I understand, now, why I let this monster of an addiction in. I have a pretty good handle on its consequences. I can say with confidence that I never want to revisit that deep, dark hole. But, a child is now my responsibility and I agonized on that day as to whether or not I would be, could be, a decent mother to this wee one.

Jordon became my all-encompassing, happy and hectic life. I adored him and felt a love that I still cannot put into words. I read him, "Charlotte’s Web" while I breast fed, followed by several Dr. Seuss classics and my personal favorite, ‘The Wind in the Willows."

We strolled each day and I talked, a lot. I described the nature around us and told him about my childhood. (The carefree stories, only, of course.) I tickled his toes and sang Peter, Paul and Mary songs to him. Keith was absolutely the best Dad. I could never fault him in any way as he lived out the role of a father.

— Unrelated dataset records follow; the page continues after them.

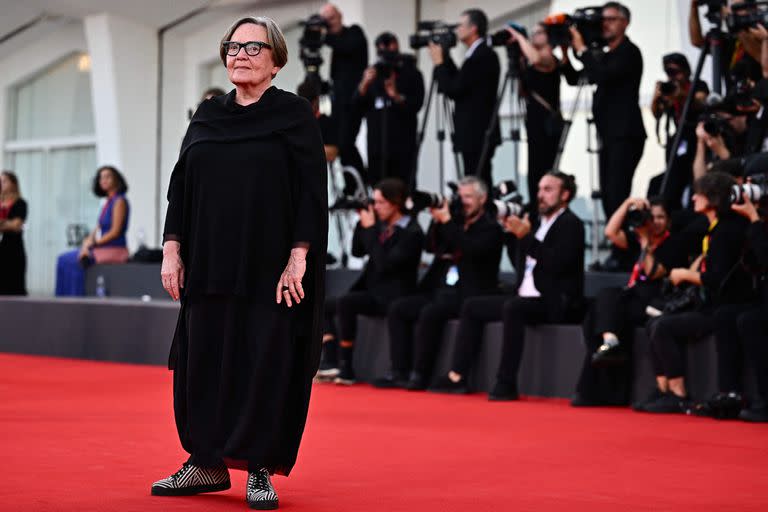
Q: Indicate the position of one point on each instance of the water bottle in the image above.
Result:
(101, 286)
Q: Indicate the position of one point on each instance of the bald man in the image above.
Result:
(349, 58)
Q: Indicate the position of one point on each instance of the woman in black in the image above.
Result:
(13, 213)
(717, 276)
(541, 89)
(244, 249)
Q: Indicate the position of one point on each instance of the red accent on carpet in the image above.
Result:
(84, 436)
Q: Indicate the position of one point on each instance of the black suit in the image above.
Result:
(476, 253)
(558, 276)
(473, 89)
(618, 120)
(392, 126)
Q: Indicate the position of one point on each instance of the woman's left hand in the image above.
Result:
(289, 285)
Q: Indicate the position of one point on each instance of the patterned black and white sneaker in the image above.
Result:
(191, 480)
(259, 492)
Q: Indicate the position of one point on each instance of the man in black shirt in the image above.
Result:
(615, 106)
(471, 241)
(473, 89)
(390, 95)
(349, 59)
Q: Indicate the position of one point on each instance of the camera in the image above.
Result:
(746, 15)
(587, 20)
(437, 32)
(756, 190)
(637, 217)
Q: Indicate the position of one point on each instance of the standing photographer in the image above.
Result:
(668, 100)
(349, 59)
(390, 96)
(473, 89)
(615, 107)
(541, 87)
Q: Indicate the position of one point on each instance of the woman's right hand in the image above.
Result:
(172, 270)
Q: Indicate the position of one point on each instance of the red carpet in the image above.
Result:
(84, 436)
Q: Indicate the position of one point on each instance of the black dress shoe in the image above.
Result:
(416, 382)
(503, 392)
(391, 380)
(446, 385)
(754, 415)
(609, 355)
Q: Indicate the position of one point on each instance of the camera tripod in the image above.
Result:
(516, 113)
(443, 119)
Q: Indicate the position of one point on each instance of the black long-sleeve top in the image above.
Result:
(616, 101)
(393, 261)
(400, 119)
(476, 252)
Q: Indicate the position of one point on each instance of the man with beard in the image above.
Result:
(549, 258)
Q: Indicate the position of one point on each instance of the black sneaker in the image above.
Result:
(609, 355)
(669, 403)
(346, 374)
(259, 492)
(190, 480)
(391, 380)
(446, 385)
(503, 392)
(640, 406)
(754, 414)
(416, 382)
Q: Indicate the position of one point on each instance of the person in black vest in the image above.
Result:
(390, 95)
(473, 89)
(549, 258)
(541, 90)
(393, 242)
(615, 106)
(472, 239)
(349, 58)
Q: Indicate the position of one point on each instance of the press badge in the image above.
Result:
(452, 277)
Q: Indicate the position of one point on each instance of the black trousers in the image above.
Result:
(472, 159)
(616, 310)
(669, 333)
(730, 350)
(348, 306)
(515, 312)
(753, 330)
(618, 160)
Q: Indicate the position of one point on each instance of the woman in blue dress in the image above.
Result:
(106, 243)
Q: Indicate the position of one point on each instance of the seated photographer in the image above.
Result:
(549, 258)
(668, 100)
(715, 279)
(608, 327)
(473, 89)
(393, 242)
(329, 130)
(390, 96)
(472, 239)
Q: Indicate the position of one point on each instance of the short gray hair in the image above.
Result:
(481, 188)
(275, 38)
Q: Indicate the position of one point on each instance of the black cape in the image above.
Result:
(237, 226)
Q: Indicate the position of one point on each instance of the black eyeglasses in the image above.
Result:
(252, 48)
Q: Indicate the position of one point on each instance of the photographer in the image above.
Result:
(541, 85)
(668, 100)
(390, 96)
(472, 239)
(615, 107)
(549, 259)
(473, 89)
(717, 278)
(751, 324)
(349, 58)
(608, 327)
(392, 241)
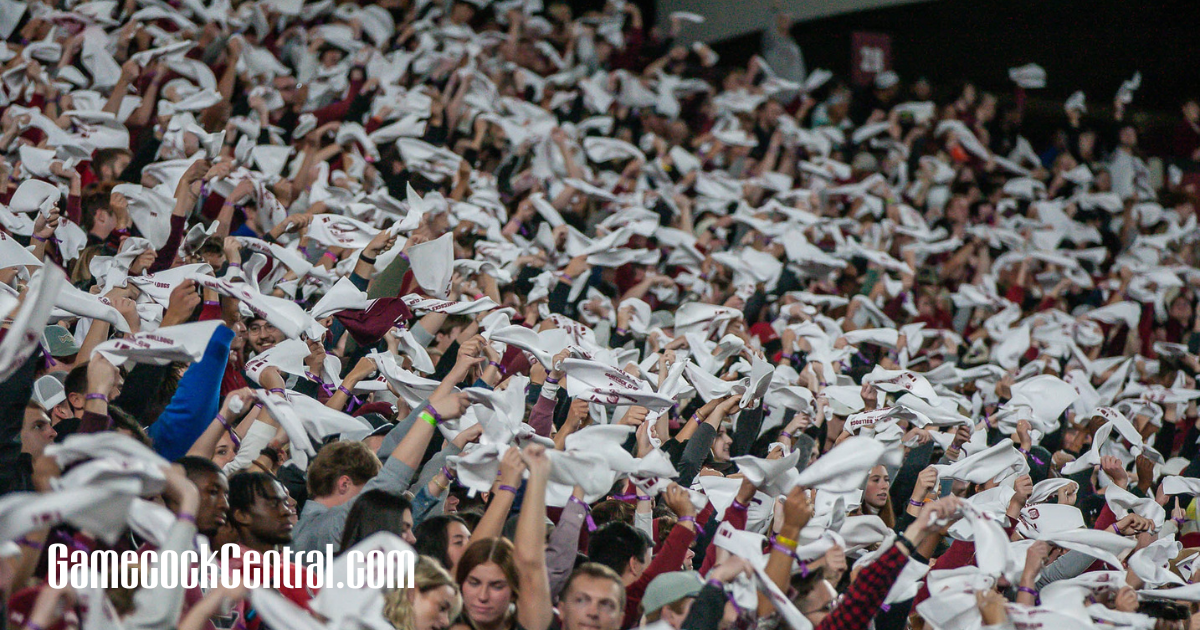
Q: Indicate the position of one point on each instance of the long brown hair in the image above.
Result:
(427, 576)
(489, 550)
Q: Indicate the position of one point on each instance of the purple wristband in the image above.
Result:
(587, 513)
(233, 436)
(783, 549)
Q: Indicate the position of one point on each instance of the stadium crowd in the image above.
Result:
(610, 333)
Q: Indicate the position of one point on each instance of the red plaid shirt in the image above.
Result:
(867, 593)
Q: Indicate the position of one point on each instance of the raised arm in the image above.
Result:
(534, 611)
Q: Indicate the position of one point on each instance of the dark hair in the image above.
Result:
(490, 550)
(195, 467)
(616, 544)
(599, 571)
(376, 510)
(432, 538)
(245, 487)
(609, 511)
(803, 583)
(349, 459)
(123, 419)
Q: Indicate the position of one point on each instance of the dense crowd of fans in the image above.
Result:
(610, 333)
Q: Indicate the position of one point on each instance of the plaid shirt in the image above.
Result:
(867, 593)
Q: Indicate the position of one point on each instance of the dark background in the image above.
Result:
(1084, 45)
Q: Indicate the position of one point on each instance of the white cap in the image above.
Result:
(886, 79)
(1078, 102)
(48, 393)
(1030, 76)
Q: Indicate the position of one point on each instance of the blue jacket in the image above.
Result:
(196, 401)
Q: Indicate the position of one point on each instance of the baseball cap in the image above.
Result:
(48, 391)
(59, 341)
(670, 588)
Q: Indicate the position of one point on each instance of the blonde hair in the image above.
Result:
(427, 576)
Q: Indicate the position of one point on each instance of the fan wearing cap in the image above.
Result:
(629, 551)
(61, 346)
(51, 395)
(816, 599)
(669, 598)
(340, 478)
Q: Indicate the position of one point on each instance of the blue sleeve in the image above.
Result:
(196, 401)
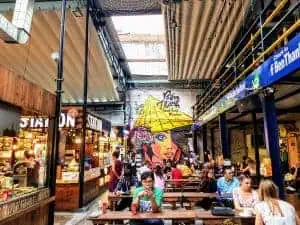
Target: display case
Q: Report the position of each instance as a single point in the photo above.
(96, 158)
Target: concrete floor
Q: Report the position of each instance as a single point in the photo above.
(79, 218)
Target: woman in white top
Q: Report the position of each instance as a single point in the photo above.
(244, 196)
(271, 210)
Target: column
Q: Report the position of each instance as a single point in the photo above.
(272, 137)
(256, 145)
(212, 139)
(204, 142)
(224, 136)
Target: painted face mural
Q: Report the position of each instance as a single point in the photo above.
(159, 118)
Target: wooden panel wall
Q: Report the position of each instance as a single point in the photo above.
(30, 97)
(36, 217)
(67, 196)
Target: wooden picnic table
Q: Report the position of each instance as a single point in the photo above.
(209, 219)
(112, 216)
(190, 215)
(169, 197)
(172, 185)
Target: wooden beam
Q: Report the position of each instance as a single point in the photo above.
(29, 97)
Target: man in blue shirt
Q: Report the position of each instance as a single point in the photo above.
(227, 183)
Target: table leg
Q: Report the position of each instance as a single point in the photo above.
(114, 205)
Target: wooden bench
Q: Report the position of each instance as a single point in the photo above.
(113, 216)
(187, 215)
(169, 197)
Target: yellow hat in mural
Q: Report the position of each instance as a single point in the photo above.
(158, 117)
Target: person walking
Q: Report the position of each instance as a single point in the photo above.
(116, 171)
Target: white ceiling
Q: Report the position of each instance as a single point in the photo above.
(33, 60)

“But, what if…?” The thought haunted me. From time to time I would dream of being drunk while caring for my precious one. I reached out, often, to sober friends. I told them of the angst that I felt when that horrific thought arose. Keith was confident that I wouldn’t pick up. He felt confident that I had a handle on my addiction and also that motherhood suited me.

Jordon became an incredible toddler. He walked and spoke sentences ahead of time and could politely interrupt a conversation with, “Scuse me, please.” I told him that he was "a-door-bell" and he would giggle with delight after he understood the play on words. “Devon," his first word, was his snuggle partner, crumb picker-upper, and his parade buddy.

As time passed, I found my Big, Bad, Awful fear was lessening. Keith had a heart attack and we all survived. My parents passed away, as did Devon, while Jordon faced adolescence with humor and courage and a bit of a smart mouth thrown in for good measure.

When the time was right, I told Jordon about my struggles. He spent two days hugging the proverbial porcelain bowl after a binge during his high school years. I suppose there are just some lessons that only personal experience can teach. My heart ached for two months as I faced the Empty Nest Syndrome, and after an anxious start, my guy thrived at university.

Jordon is married now and on his last leg of a Master’s degree. His wife is a darling – bright, attractive and enamored with her beau. They live several states away which I can hardly tolerate, and my unhealthy fantasy of having a momma’s boy has blessedly not come to fruition. Jordon has successfully cut the umbilical cord.

I am so proud of that young man. And, come to think of it, I may just give myself a pat on the back.